Description of the problem:
When performing image segmentation, due to the unsatisfactory segmentation effect, there is an unsegmented situation between two adjacent regions. If you use the method of merging boundingBox to deal with it, it will inevitably introduce more irrelevant areas, which will increase the difficulty of segmentation. Therefore, this paper considers connecting the two regions and looking for the convex hull after connection, so as to realize the merging of adjacent regions for subsequent processing.

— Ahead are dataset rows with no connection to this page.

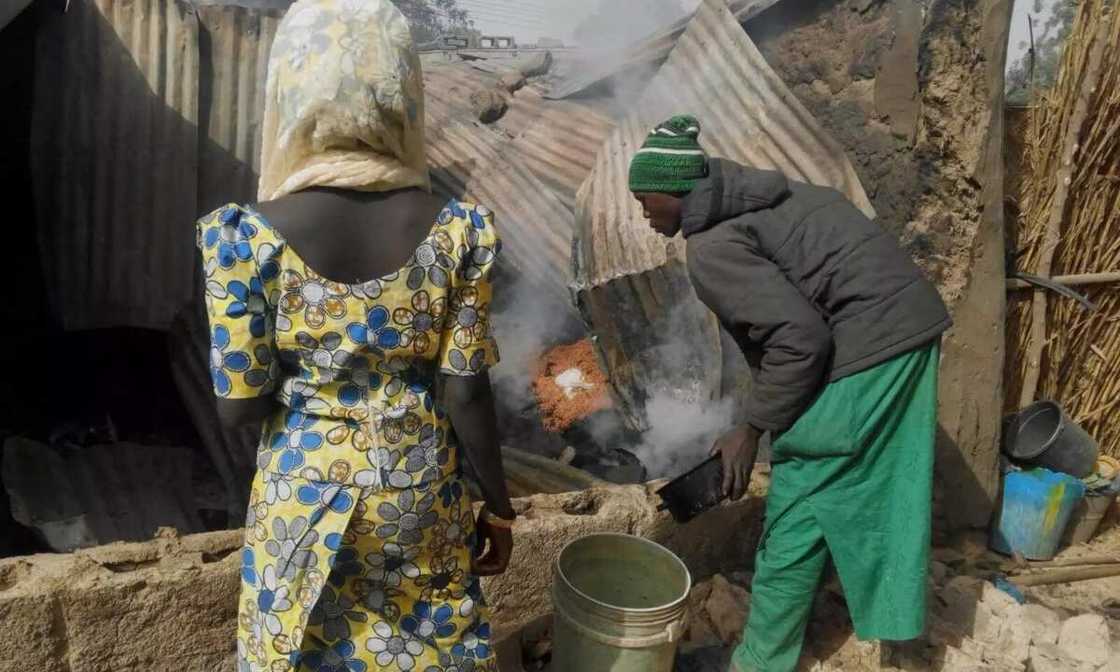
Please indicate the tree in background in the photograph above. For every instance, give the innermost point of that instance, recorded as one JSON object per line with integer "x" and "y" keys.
{"x": 431, "y": 19}
{"x": 619, "y": 24}
{"x": 1050, "y": 38}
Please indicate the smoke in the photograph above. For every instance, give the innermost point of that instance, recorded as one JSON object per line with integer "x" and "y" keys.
{"x": 526, "y": 322}
{"x": 681, "y": 432}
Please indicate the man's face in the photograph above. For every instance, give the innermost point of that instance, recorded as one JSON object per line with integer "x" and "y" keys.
{"x": 663, "y": 211}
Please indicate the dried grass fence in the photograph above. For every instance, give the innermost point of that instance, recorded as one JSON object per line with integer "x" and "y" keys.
{"x": 1070, "y": 225}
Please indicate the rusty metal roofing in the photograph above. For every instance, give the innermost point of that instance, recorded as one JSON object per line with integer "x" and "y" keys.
{"x": 234, "y": 52}
{"x": 526, "y": 167}
{"x": 748, "y": 115}
{"x": 114, "y": 155}
{"x": 646, "y": 53}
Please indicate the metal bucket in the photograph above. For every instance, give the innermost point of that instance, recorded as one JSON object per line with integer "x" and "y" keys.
{"x": 693, "y": 493}
{"x": 1043, "y": 436}
{"x": 619, "y": 605}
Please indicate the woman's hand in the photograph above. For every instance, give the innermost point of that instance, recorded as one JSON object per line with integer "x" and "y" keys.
{"x": 738, "y": 449}
{"x": 494, "y": 550}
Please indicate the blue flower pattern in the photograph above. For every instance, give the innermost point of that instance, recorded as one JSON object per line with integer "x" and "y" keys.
{"x": 336, "y": 575}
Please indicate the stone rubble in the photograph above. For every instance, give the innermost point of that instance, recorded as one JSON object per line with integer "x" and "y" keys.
{"x": 973, "y": 626}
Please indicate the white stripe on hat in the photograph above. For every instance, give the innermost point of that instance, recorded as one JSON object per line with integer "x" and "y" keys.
{"x": 688, "y": 152}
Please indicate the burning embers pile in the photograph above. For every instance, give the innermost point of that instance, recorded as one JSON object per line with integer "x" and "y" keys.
{"x": 570, "y": 386}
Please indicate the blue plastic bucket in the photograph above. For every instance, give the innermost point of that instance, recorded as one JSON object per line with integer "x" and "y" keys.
{"x": 1036, "y": 510}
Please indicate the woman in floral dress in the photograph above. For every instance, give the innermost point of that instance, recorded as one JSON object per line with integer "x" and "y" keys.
{"x": 361, "y": 541}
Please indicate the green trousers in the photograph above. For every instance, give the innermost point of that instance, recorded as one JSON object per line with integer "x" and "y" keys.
{"x": 851, "y": 481}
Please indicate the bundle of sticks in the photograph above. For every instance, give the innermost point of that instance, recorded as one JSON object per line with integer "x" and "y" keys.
{"x": 1066, "y": 570}
{"x": 1069, "y": 227}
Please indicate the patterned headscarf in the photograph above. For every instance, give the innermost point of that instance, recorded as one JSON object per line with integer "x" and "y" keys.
{"x": 344, "y": 102}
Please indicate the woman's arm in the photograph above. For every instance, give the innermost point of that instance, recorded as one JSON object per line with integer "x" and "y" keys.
{"x": 469, "y": 402}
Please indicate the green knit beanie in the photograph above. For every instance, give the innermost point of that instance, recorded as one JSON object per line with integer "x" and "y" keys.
{"x": 671, "y": 159}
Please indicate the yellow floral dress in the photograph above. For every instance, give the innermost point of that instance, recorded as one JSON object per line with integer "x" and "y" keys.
{"x": 358, "y": 533}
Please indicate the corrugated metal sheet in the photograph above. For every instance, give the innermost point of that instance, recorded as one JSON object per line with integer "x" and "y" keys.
{"x": 748, "y": 115}
{"x": 646, "y": 53}
{"x": 234, "y": 56}
{"x": 114, "y": 160}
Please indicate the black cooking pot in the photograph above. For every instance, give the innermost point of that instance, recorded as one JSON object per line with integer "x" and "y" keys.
{"x": 694, "y": 492}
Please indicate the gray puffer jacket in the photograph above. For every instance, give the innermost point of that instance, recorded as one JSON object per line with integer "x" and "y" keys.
{"x": 810, "y": 288}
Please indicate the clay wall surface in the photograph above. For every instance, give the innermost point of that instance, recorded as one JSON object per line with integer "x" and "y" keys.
{"x": 171, "y": 604}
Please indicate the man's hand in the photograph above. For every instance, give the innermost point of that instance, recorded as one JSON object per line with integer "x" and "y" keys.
{"x": 738, "y": 449}
{"x": 494, "y": 550}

Figure 1 The original image and its boundingBox
Algorithm idea:
extract contours -> calculate the distance between the contours -> connect two contours smaller than the threshold T -> find the convex hull and fill it
Figure 2 Connecting adjacent regions (blue lines) and corresponding convex hulls
It is obvious from Figure 2 that this method reduces the irrelevant area compared to the way of merging boundingBox.

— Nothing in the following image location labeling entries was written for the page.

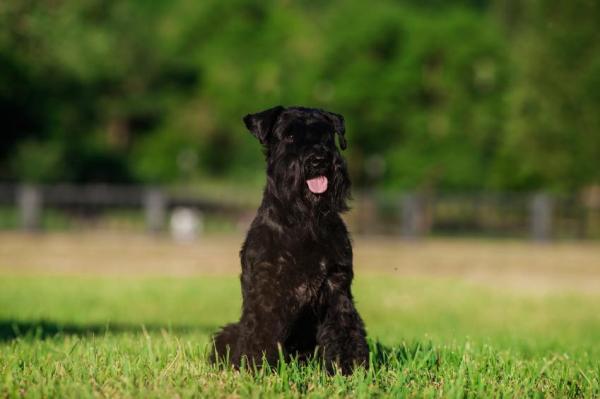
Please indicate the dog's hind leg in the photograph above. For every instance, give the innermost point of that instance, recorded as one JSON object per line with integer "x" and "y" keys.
{"x": 225, "y": 343}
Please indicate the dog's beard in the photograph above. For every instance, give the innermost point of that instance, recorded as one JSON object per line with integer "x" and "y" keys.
{"x": 305, "y": 196}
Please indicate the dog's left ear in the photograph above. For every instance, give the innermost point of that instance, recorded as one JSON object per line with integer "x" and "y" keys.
{"x": 261, "y": 124}
{"x": 339, "y": 126}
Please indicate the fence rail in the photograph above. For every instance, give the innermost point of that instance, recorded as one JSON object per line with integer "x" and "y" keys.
{"x": 539, "y": 216}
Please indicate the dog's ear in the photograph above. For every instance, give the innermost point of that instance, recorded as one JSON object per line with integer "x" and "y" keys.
{"x": 261, "y": 124}
{"x": 339, "y": 127}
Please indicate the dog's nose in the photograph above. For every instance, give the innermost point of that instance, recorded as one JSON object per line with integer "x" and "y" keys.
{"x": 317, "y": 160}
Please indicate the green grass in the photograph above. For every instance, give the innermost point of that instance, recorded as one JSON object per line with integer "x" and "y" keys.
{"x": 148, "y": 337}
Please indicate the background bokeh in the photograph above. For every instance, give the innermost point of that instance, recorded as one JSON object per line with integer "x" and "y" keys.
{"x": 446, "y": 95}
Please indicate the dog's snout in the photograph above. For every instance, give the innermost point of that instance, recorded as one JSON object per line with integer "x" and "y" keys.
{"x": 317, "y": 160}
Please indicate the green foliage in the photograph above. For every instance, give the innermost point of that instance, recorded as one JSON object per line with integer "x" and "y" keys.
{"x": 462, "y": 94}
{"x": 149, "y": 337}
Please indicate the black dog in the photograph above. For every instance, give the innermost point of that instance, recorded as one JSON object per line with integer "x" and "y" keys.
{"x": 297, "y": 257}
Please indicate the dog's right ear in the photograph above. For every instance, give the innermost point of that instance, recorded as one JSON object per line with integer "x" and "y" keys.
{"x": 261, "y": 124}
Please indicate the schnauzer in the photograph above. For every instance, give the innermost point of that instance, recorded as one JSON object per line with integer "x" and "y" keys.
{"x": 297, "y": 256}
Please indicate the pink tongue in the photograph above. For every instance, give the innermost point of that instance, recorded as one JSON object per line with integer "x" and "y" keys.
{"x": 317, "y": 185}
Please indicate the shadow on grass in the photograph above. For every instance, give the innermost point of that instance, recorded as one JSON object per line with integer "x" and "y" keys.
{"x": 43, "y": 329}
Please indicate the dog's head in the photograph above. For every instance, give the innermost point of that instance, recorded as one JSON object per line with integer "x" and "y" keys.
{"x": 304, "y": 166}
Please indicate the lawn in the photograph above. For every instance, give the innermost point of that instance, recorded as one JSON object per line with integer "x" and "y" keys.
{"x": 143, "y": 335}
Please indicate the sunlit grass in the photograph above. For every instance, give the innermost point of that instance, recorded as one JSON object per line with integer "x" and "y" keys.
{"x": 148, "y": 337}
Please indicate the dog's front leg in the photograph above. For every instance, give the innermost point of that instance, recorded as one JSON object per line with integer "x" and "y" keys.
{"x": 266, "y": 317}
{"x": 341, "y": 334}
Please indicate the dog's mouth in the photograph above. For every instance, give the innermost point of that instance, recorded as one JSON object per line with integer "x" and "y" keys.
{"x": 317, "y": 185}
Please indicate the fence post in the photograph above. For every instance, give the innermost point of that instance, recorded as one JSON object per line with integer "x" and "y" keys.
{"x": 155, "y": 208}
{"x": 541, "y": 217}
{"x": 29, "y": 198}
{"x": 413, "y": 217}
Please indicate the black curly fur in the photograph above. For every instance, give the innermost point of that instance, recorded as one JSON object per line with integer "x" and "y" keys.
{"x": 297, "y": 256}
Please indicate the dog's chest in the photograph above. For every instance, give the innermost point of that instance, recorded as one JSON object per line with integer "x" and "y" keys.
{"x": 310, "y": 278}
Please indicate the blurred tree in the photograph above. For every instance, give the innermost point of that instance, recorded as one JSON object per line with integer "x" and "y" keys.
{"x": 455, "y": 95}
{"x": 553, "y": 131}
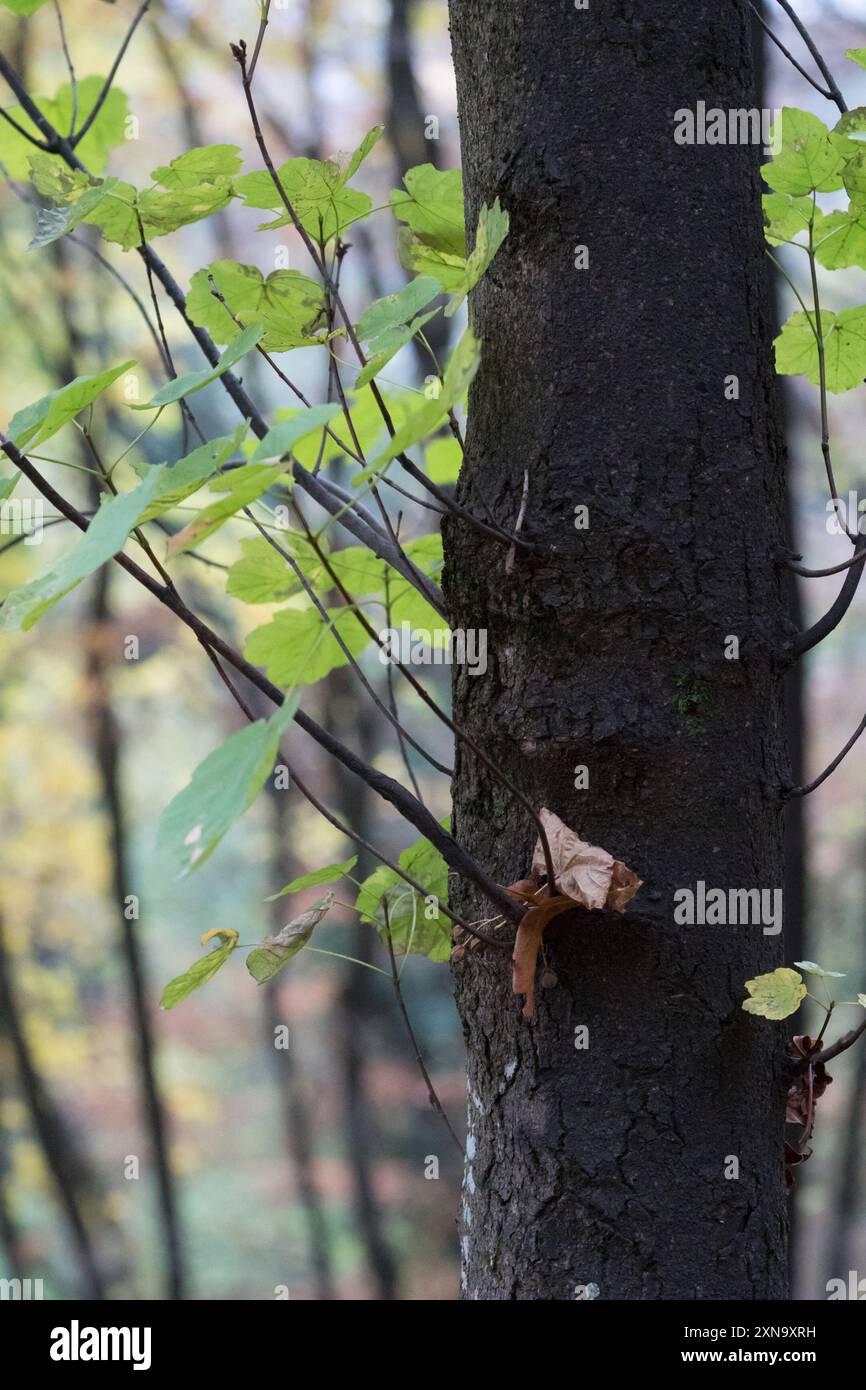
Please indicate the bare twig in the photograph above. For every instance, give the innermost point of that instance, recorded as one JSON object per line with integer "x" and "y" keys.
{"x": 139, "y": 14}
{"x": 398, "y": 991}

The complete implementation code is as follows:
vector<Point> GetPoint(vector<Point> contour)
{
cv::Rect rect = cv::boundingRect(cv::Mat(contour));
Point up, down, left, right;
up.x = rect.x + rect.width / 2;
up.y = rect.y;
vector<Point> p1;
p1.push_back(up);
down.x = rect.x + rect.width / 2;
down.y = rect.y + rect.height;
p1.push_back(down);
left.x = rect.x;
left.y = rect.y + rect.height / 2;
p1.push_back(left);
right.x = rect.x + rect.width;
right.y = rect.y + rect.height / 2;
p1.push_back(right);
return p1;
}
void ConnectNearRegion()
{
Mat src = imread("D:\\PyProject01\\images\\metal.png");
Mat gray, imageBw;
cvtColor(src, gray, CV_BGR2GRAY);
threshold(gray, imageBw, 0, 255, CV_THRESH_BINARY);
//腐蚀
/*cv::Mat element = cv::getStructuringElement(MORPH_RECT, Size(3, 3));
Mat metalMask;
cv::erode(imageBw, metalMask, element);*/
vector<vector<Point>> boundingPoints;
vector<vector<Point>> contours;
vector<Vec4i> hierarchy;
findContours(imageBw, contours, hierarchy, CV_RETR_EXTERNAL, CHAIN_APPROX_SIMPLE, Point());
//每个轮廓都只提取四个点
for (int i = 0; i < contours.size(); ++i)
{
vector<Point> p1 = GetPoint(contours[i]);
boundingPoints.push_back(p1);
}
//计算轮廓间的距离
for (int i = 0; i < contours.size(); ++i)
{
cv::Rect rect = cv::boundingRect(cv::Mat(contours[i]));
//rectangle(imageBw, rect, Scalar(200,0,255), 1);
vector<Point> p1 = contours[i]; // boundingPoints[i];
for (int i1 = i+1; i1 < contours.size(); ++i1)
{
vector<Point> p2 = contours[i1];// boundingPoints[i1];
//分别求p1和p2的四个点距离
float T = 10;
int flag = 0;
for (int i2 = 0; i2 < p1.size(); i2++)
{
for (int i3 = 0; i3 < p2.size(); i3++)
{
float d = sqrt(pow(float(p1[i2].x - p2[i3].x), 2) + pow(float(p1[i2].y - p2[i3].y), 2));
if (d < T)
{
line(imageBw, p1[i2], p2[i3], Scalar(255, 0, 0), 1, LINE_AA, 0);
flag = 1;
break;
}
}
if (flag)
break;
}
}
}
imshow("", imageBw);
waitKey();
//find convex
vector<vector<Point>> contours2;
vector<Vec4i> hierarchy2;
//find image contours
findContours(imageBw, contours2, hierarchy2, RETR_TREE, CHAIN_APPROX_SIMPLE, Point());
vector<vector<Point>>hull2(contours2.size());
//get convex
Mat filling = Mat::zeros(imageBw.size(), CV_8UC1);
for (int i = 0; i < contours2.size(); i++)
{
convexHull(Mat(contours2[i]), hull2[i], false);
fillPoly(filling, hull2[i], Scalar(255));
}
imshow("", filling);
waitKey();
}